Ce 11 novembre 1916,

Très chère Huguette,

Depuis une semaine nous connaissons un peu de répit. Le regiment stationne en entier à F.
Notre journée fut (?) consacrée à l'installation, au nettoyage des armes, des effets et matériel, au rangement des munitions. Demain nous reprenons l'instruction spécialisée (à destination des artilleurs, grenadiers, mitrailleurs, sapeurs...)

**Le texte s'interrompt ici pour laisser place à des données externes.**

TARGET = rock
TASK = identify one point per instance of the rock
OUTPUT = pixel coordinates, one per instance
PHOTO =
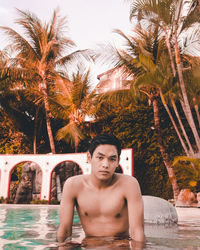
(186, 198)
(198, 199)
(159, 211)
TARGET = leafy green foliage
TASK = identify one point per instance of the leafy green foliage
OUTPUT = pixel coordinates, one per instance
(187, 171)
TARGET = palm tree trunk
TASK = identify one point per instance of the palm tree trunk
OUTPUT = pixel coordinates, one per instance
(169, 51)
(191, 151)
(48, 120)
(164, 154)
(35, 131)
(174, 124)
(196, 107)
(184, 94)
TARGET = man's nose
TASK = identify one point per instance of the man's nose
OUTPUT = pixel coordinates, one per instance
(105, 163)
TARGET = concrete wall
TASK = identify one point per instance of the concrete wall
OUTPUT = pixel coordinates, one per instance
(47, 163)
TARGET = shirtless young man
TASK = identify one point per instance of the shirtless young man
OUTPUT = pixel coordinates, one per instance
(108, 204)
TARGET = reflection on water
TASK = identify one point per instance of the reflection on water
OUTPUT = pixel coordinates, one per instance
(34, 227)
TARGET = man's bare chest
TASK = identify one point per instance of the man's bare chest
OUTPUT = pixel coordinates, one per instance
(106, 203)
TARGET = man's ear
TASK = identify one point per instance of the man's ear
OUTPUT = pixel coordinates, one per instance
(89, 157)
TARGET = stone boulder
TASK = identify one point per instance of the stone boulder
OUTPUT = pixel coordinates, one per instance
(186, 198)
(159, 211)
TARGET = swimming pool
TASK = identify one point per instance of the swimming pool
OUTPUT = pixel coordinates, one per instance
(35, 226)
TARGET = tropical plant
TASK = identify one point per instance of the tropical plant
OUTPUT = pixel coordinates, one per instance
(38, 60)
(74, 102)
(187, 170)
(143, 57)
(175, 18)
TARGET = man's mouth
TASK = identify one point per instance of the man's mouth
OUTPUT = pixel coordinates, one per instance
(104, 172)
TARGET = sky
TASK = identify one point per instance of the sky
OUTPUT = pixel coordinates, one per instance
(89, 21)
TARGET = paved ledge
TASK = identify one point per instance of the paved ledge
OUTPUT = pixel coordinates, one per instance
(188, 213)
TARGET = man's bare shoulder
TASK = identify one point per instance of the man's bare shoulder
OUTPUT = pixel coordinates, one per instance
(128, 183)
(127, 179)
(75, 182)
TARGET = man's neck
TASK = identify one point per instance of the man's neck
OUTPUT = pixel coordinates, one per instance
(101, 184)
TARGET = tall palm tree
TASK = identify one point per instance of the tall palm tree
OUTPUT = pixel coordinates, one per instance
(39, 56)
(74, 102)
(174, 17)
(141, 58)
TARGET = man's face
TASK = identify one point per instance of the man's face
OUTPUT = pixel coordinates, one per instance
(104, 161)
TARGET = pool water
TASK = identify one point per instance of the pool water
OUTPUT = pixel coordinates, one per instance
(35, 226)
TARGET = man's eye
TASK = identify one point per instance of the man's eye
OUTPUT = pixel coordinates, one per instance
(113, 159)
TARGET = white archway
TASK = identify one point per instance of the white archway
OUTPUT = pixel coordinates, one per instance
(47, 162)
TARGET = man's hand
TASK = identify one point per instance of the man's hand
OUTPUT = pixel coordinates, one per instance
(68, 245)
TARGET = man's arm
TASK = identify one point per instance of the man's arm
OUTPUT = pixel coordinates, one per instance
(66, 211)
(135, 210)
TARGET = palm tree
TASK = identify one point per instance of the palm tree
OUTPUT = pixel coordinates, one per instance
(173, 17)
(141, 58)
(39, 56)
(187, 170)
(74, 102)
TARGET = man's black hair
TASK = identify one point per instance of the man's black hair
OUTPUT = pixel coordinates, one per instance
(103, 139)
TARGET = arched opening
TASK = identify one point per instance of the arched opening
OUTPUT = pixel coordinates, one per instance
(25, 183)
(60, 174)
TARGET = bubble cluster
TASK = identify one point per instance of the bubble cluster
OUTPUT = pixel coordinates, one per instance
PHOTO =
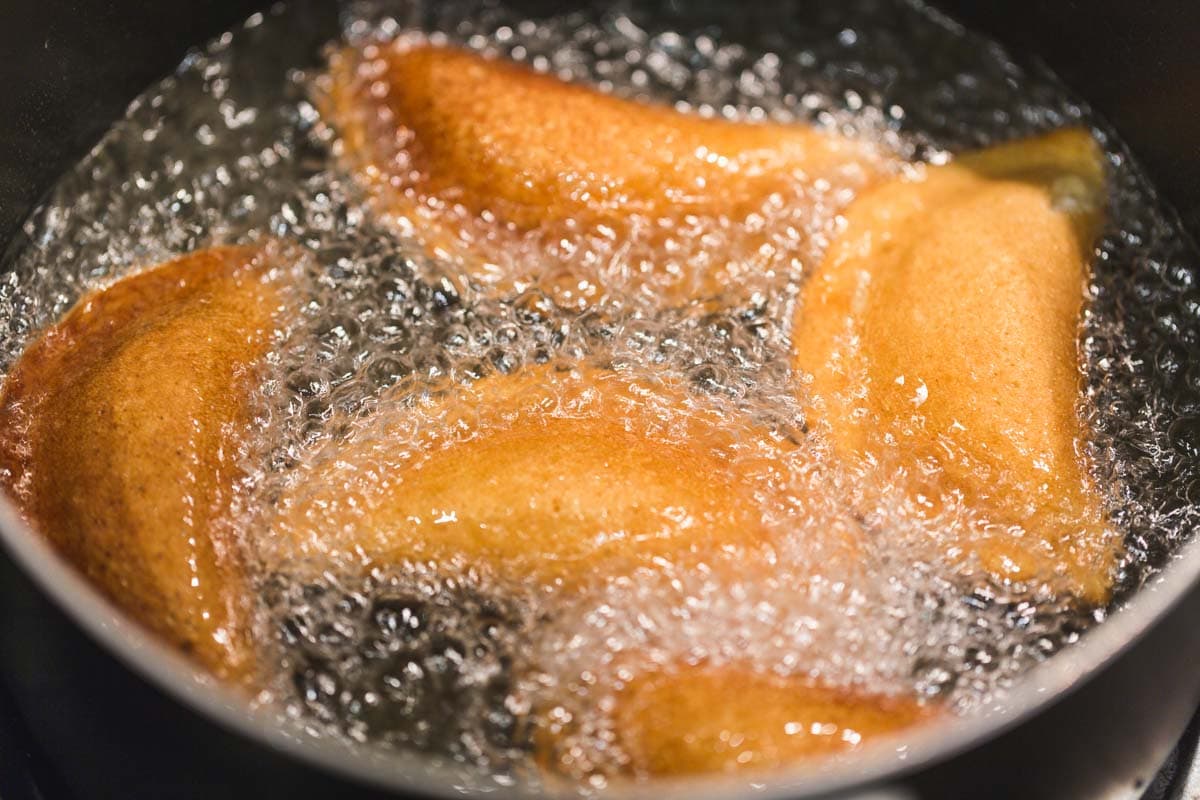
(457, 662)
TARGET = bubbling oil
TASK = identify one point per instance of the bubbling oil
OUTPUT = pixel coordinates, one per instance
(459, 662)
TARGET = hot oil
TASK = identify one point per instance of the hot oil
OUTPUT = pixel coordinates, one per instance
(460, 661)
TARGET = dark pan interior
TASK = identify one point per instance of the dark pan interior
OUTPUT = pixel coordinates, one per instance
(70, 68)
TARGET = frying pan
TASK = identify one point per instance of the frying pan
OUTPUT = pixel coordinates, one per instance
(112, 713)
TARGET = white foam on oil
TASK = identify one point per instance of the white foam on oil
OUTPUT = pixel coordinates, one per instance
(456, 661)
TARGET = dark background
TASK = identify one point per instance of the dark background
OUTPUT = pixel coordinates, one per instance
(71, 66)
(75, 85)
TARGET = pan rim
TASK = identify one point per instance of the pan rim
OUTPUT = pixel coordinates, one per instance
(172, 673)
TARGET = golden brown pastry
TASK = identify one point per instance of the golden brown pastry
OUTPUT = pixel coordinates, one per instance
(497, 150)
(119, 431)
(691, 720)
(553, 480)
(541, 476)
(941, 337)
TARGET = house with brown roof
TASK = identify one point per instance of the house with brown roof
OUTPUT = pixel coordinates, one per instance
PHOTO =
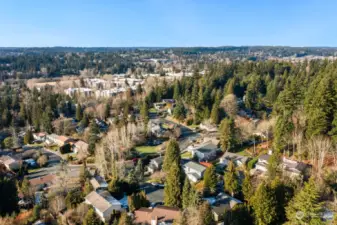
(81, 147)
(162, 215)
(40, 136)
(104, 204)
(57, 139)
(42, 182)
(9, 162)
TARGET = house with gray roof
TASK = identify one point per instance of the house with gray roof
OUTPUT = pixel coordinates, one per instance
(237, 159)
(289, 167)
(103, 203)
(155, 164)
(99, 183)
(205, 151)
(194, 171)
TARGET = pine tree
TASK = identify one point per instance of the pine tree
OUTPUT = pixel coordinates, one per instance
(172, 190)
(144, 113)
(206, 215)
(179, 112)
(125, 219)
(273, 165)
(186, 197)
(176, 90)
(172, 155)
(210, 180)
(139, 170)
(231, 179)
(227, 134)
(215, 114)
(8, 196)
(247, 187)
(93, 138)
(28, 138)
(46, 122)
(79, 113)
(91, 218)
(305, 208)
(264, 205)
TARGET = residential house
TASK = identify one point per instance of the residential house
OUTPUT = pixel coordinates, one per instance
(160, 215)
(56, 139)
(208, 127)
(204, 152)
(154, 193)
(194, 171)
(223, 203)
(80, 147)
(10, 163)
(155, 164)
(40, 183)
(155, 128)
(237, 159)
(98, 183)
(289, 167)
(39, 136)
(103, 203)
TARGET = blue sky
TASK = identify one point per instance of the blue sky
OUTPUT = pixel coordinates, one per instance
(113, 23)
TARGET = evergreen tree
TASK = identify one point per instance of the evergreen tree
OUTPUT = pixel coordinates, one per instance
(8, 196)
(282, 132)
(139, 170)
(186, 197)
(79, 113)
(305, 207)
(231, 179)
(206, 214)
(210, 180)
(46, 122)
(227, 134)
(172, 190)
(93, 138)
(172, 155)
(247, 187)
(91, 218)
(215, 114)
(264, 205)
(28, 138)
(176, 90)
(144, 113)
(179, 112)
(273, 165)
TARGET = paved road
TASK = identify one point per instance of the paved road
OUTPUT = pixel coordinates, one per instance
(55, 166)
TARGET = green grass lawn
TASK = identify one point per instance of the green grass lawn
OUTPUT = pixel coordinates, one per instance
(146, 150)
(152, 110)
(186, 155)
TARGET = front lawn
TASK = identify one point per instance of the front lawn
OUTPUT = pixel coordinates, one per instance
(152, 110)
(186, 155)
(146, 150)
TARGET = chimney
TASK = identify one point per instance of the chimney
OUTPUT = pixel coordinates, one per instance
(154, 220)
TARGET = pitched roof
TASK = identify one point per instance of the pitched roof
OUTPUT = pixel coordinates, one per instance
(101, 201)
(161, 213)
(7, 160)
(207, 147)
(233, 156)
(48, 179)
(195, 166)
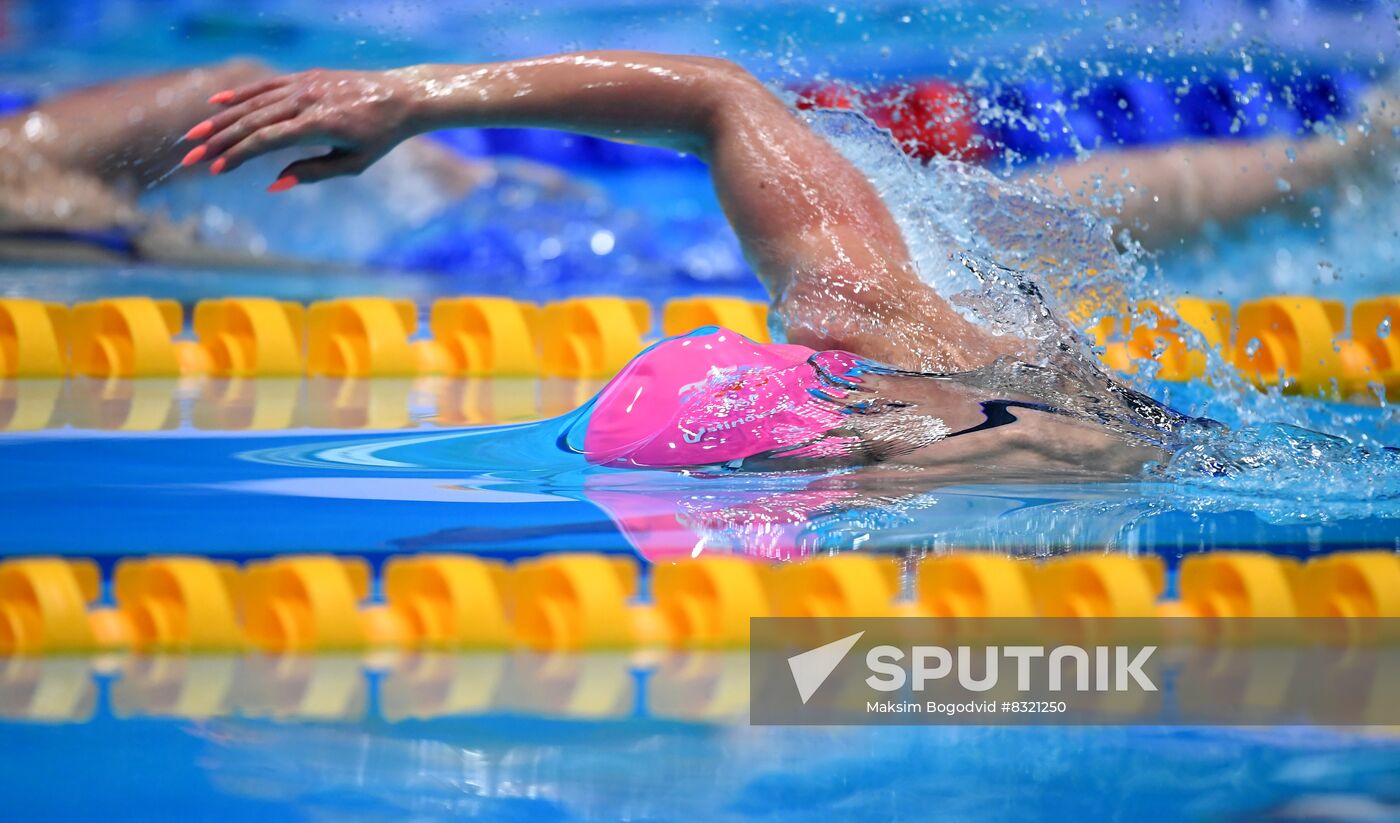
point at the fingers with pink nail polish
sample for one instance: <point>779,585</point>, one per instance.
<point>200,130</point>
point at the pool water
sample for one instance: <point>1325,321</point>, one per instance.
<point>241,469</point>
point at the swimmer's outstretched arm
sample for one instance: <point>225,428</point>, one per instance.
<point>1165,193</point>
<point>809,221</point>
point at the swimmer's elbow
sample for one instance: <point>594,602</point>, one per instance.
<point>731,98</point>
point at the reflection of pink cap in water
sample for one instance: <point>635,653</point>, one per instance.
<point>714,396</point>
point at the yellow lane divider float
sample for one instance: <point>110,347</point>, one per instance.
<point>567,602</point>
<point>1301,343</point>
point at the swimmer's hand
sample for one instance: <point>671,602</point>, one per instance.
<point>359,115</point>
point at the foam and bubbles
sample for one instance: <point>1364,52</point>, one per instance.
<point>1018,259</point>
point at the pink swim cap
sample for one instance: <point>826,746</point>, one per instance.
<point>714,396</point>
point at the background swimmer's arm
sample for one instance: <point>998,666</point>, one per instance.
<point>809,221</point>
<point>1168,192</point>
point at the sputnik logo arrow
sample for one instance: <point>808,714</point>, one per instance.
<point>812,668</point>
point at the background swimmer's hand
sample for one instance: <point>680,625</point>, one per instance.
<point>360,115</point>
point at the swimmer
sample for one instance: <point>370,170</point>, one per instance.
<point>72,168</point>
<point>877,368</point>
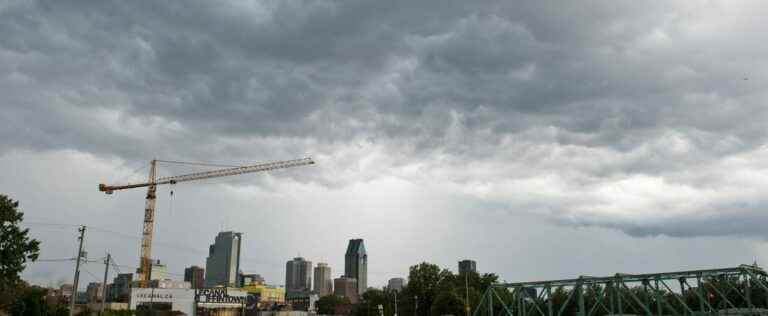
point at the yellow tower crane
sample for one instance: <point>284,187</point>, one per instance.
<point>154,181</point>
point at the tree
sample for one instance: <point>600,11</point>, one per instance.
<point>16,248</point>
<point>326,305</point>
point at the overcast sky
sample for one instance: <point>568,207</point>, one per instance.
<point>544,139</point>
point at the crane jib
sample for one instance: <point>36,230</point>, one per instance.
<point>108,189</point>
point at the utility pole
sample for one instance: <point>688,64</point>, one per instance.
<point>395,303</point>
<point>73,298</point>
<point>104,285</point>
<point>466,287</point>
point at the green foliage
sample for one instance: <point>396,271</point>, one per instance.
<point>438,291</point>
<point>16,248</point>
<point>30,301</point>
<point>326,305</point>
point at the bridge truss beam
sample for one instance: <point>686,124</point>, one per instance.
<point>742,290</point>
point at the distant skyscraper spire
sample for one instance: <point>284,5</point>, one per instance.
<point>356,264</point>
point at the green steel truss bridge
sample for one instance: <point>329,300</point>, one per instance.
<point>742,290</point>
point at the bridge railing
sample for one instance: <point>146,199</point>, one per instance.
<point>741,290</point>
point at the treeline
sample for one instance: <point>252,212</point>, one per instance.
<point>431,291</point>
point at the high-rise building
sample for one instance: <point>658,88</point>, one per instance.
<point>298,276</point>
<point>250,278</point>
<point>323,282</point>
<point>223,263</point>
<point>356,264</point>
<point>467,265</point>
<point>195,276</point>
<point>396,284</point>
<point>345,286</point>
<point>94,292</point>
<point>157,270</point>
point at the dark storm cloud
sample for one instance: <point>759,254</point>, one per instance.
<point>583,96</point>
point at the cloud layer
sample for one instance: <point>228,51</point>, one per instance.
<point>647,118</point>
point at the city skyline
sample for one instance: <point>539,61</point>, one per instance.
<point>222,266</point>
<point>615,136</point>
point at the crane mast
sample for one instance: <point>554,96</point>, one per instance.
<point>149,206</point>
<point>147,231</point>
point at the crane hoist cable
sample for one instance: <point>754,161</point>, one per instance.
<point>153,181</point>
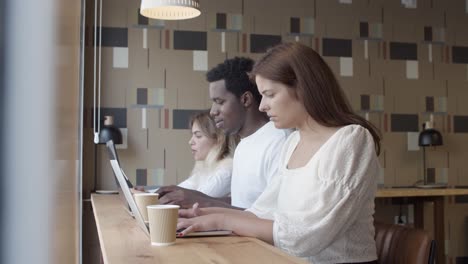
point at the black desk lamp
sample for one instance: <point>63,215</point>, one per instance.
<point>429,137</point>
<point>109,132</point>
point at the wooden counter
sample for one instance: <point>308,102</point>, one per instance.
<point>416,192</point>
<point>122,241</point>
<point>421,196</point>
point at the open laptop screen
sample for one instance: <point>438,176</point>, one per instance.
<point>111,150</point>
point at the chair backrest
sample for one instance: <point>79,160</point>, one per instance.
<point>399,244</point>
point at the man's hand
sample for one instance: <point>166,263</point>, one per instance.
<point>201,223</point>
<point>185,198</point>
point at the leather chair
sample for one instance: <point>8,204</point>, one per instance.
<point>399,244</point>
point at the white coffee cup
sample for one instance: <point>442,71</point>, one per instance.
<point>163,224</point>
<point>143,200</point>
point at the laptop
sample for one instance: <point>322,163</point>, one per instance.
<point>124,186</point>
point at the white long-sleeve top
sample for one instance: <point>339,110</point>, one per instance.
<point>323,211</point>
<point>214,182</point>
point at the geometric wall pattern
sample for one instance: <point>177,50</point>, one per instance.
<point>398,64</point>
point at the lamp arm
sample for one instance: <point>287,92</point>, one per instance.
<point>98,107</point>
<point>96,132</point>
<point>99,63</point>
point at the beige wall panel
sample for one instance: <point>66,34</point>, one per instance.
<point>113,82</point>
<point>432,16</point>
<point>267,24</point>
<point>361,68</point>
<point>342,27</point>
<point>222,6</point>
<point>389,177</point>
<point>154,39</point>
<point>358,87</point>
<point>132,12</point>
<point>411,32</point>
<point>114,13</point>
<point>405,105</point>
<point>298,8</point>
<point>334,64</point>
<point>369,11</point>
<point>232,42</point>
<point>172,62</point>
<point>391,69</point>
<point>452,174</point>
<point>189,88</point>
<point>179,161</point>
<point>457,96</point>
<point>191,92</point>
<point>396,153</point>
<point>199,23</point>
<point>423,53</point>
<point>157,142</point>
<point>449,71</point>
<point>458,228</point>
<point>255,8</point>
<point>137,139</point>
<point>462,176</point>
<point>425,70</point>
<point>436,158</point>
<point>407,176</point>
<point>457,143</point>
<point>461,32</point>
<point>253,56</point>
<point>215,58</point>
<point>377,120</point>
<point>334,10</point>
<point>432,6</point>
<point>305,40</point>
<point>395,12</point>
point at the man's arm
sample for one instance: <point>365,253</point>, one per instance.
<point>185,198</point>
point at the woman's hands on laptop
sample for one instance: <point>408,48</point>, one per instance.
<point>200,223</point>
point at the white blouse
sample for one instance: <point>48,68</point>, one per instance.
<point>214,183</point>
<point>323,211</point>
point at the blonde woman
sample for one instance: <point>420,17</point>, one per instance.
<point>212,151</point>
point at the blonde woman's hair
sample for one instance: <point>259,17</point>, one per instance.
<point>224,146</point>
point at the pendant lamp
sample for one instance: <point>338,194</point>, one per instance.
<point>170,9</point>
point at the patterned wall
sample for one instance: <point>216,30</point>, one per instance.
<point>400,62</point>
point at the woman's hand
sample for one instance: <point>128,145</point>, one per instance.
<point>190,213</point>
<point>200,223</point>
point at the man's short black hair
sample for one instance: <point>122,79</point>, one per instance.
<point>234,73</point>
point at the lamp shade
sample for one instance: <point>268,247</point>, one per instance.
<point>110,133</point>
<point>170,9</point>
<point>430,137</point>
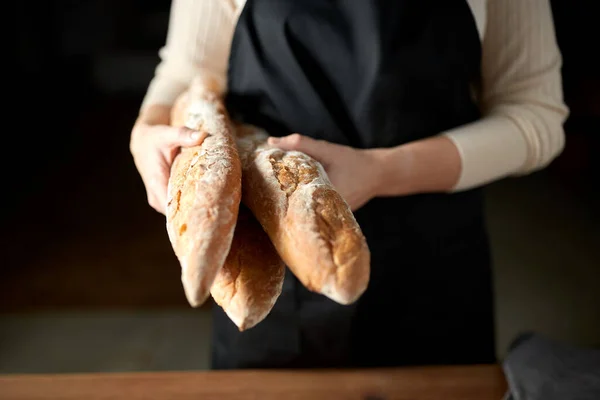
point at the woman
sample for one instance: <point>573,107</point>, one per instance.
<point>411,106</point>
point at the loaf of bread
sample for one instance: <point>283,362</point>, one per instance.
<point>204,191</point>
<point>251,280</point>
<point>309,223</point>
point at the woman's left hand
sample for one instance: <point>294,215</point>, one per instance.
<point>353,172</point>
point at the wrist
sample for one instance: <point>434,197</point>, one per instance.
<point>389,170</point>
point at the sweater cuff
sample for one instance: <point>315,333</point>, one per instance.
<point>490,148</point>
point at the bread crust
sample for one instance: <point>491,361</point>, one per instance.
<point>204,191</point>
<point>309,223</point>
<point>251,280</point>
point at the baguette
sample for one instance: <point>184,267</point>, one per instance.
<point>251,280</point>
<point>204,191</point>
<point>309,223</point>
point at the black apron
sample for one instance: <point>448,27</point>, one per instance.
<point>370,73</point>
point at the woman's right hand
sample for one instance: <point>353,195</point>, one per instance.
<point>154,145</point>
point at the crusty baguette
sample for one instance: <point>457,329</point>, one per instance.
<point>309,223</point>
<point>251,280</point>
<point>204,191</point>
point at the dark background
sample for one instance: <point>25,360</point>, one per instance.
<point>76,229</point>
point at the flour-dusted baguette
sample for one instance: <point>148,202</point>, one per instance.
<point>251,280</point>
<point>204,191</point>
<point>309,223</point>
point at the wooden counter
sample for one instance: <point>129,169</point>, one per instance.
<point>431,383</point>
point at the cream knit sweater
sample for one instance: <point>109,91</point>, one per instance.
<point>522,127</point>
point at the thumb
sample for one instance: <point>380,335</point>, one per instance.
<point>318,149</point>
<point>184,137</point>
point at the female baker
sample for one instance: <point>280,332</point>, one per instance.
<point>411,106</point>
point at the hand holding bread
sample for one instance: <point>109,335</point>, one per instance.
<point>293,216</point>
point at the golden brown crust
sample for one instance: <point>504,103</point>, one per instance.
<point>251,280</point>
<point>204,192</point>
<point>311,226</point>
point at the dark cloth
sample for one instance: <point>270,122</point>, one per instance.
<point>370,74</point>
<point>540,368</point>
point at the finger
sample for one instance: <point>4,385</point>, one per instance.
<point>157,192</point>
<point>318,149</point>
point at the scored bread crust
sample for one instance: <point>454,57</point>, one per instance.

Je dois vous dire que je suis touché, abbatu, meutri (marcatu) une lettre du village m'apprend le décès, au début de ce mois, de mon cher oncle maternel.
J'aimais tout chez cet homme qui a toujours pris soin de moi. Je revois son grand rire quand, enfant il me faisait manger de la farine de châtaigne crue et puis me chatouillait (marcatu), alors je m'étouffais, car la farine est fine et bouche les poumons. Ce jeu, son jeu, est comme d'autres jeux, celui des hommes corses. Les hommes enseignent aux enfants la méfiance, l'adversité, le dépassement, l'instinct, la bataille, la vie en sorte. Plus tard, pour m'appendre à nager il me pris comme on peut prendre un chat et me jeta au milieu d'un lac. L'instinct de survie fit le reste et c'est ainsi que j'appris à nager. Plus tard, il m'appris les armes, celles de la terre et celles de la poudre, et comment m'en servir. Sa mère, ma grand-mère, m'avait elle enseigné contre qui les porter.

Il était en 70 à Strasbourg, il connut la défaite. Heureusement, nous, enfants, neveux, petit enfants, nous étions devenus sa nouvelle victoire. Je lui dois beaucoup, vraiment, voyez-vous.